At his motion for new trial, which the court overruled, the defendant introduced the testimony of a friendly cell mate, Kenneth Garrison, who had languished in the county jail during his own sojourn there. Garrison testified to statements allegedly made to him by Kunze while both were residing in jail after Law's trial. Cross-examination of Mr. Garrison brought out facts which may well have tended to becloud his impartiality.

We have said that a new trial should not be granted on the ground of newly discovered evidence unless the trial court is satisfied the evidence would probably produce a different verdict, and that the credibility of the evidence offered in support of the motion is for the trial court's consideration. (State v. Harris, 126 Kan. 710, 271 Pac. 316; State v. Jella, 132 Kan. 509, 296 Pac. 350.) Our appellate review of the order denying a new trial is limited to whether the trial court abused its discretion. (State v. Jella, supra; Weed v. United States, 380 F.2d 914.) We find it did not.

We have examined objections to the court's instructions, as well as the court's refusal to submit instructions requested by defendant, and are satisfied that no error was committed in either regard.
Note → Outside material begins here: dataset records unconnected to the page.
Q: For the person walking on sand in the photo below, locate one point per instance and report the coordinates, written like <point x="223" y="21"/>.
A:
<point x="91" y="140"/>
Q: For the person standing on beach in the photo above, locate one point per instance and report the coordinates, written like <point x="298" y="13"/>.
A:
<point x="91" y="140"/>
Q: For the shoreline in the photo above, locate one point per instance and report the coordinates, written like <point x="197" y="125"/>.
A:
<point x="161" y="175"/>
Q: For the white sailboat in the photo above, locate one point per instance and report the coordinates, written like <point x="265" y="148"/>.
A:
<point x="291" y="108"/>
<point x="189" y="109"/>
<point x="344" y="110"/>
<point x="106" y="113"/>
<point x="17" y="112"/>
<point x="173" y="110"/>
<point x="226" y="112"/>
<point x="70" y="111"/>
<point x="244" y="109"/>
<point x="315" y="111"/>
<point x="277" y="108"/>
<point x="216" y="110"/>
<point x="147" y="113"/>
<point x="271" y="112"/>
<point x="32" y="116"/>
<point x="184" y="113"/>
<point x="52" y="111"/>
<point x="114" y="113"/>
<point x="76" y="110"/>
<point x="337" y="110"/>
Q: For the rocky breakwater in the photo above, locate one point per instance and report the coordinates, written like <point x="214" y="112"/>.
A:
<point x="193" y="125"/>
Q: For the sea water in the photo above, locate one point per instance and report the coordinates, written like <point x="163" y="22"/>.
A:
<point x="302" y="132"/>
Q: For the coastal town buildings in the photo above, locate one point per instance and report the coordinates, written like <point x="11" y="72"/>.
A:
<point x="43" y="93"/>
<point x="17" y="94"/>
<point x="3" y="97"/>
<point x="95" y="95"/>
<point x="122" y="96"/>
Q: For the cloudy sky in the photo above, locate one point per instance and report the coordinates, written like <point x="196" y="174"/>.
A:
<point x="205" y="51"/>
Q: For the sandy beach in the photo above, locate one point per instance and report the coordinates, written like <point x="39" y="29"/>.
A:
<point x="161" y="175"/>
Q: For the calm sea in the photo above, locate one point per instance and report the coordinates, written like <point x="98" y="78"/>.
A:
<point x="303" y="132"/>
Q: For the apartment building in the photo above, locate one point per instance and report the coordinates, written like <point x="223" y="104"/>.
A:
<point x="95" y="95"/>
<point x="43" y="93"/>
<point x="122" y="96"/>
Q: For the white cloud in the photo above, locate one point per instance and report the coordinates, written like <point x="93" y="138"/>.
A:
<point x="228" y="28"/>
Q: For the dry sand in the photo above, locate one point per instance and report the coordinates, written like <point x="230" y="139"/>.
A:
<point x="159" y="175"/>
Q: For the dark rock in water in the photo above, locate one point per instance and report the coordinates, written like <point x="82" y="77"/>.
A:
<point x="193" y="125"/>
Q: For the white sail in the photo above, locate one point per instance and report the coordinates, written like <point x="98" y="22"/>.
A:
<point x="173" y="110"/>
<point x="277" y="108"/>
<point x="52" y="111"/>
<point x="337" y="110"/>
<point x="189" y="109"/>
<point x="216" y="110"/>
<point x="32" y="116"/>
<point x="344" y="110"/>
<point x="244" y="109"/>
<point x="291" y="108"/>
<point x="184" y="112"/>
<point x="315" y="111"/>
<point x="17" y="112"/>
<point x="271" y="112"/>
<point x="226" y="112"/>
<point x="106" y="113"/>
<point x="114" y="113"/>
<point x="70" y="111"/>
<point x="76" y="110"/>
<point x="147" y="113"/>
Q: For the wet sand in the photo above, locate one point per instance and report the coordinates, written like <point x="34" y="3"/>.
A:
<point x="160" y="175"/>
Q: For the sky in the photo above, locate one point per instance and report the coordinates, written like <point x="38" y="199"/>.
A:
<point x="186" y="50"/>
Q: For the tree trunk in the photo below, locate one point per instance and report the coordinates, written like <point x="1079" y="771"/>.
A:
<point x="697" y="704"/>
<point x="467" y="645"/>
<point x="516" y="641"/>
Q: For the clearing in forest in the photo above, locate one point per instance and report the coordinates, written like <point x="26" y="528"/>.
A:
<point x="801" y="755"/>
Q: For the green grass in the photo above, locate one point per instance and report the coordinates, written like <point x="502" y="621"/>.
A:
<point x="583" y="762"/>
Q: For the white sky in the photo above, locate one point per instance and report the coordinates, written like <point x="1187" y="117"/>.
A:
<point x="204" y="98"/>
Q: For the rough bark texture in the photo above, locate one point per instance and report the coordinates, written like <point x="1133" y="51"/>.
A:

Other points raised on appeal have been fully considered and do not warrant extending this opinion. They simply have no merit.

Before closing this opinion we are constrained to comment briefly *93 on the state's scant brief. Its two and one-half pages are without a single citation of authority. We suggest that the brief would have been of greater assistance to the court had the author, in preparing it, touched on the law.

The judgment of the court below is affirmed.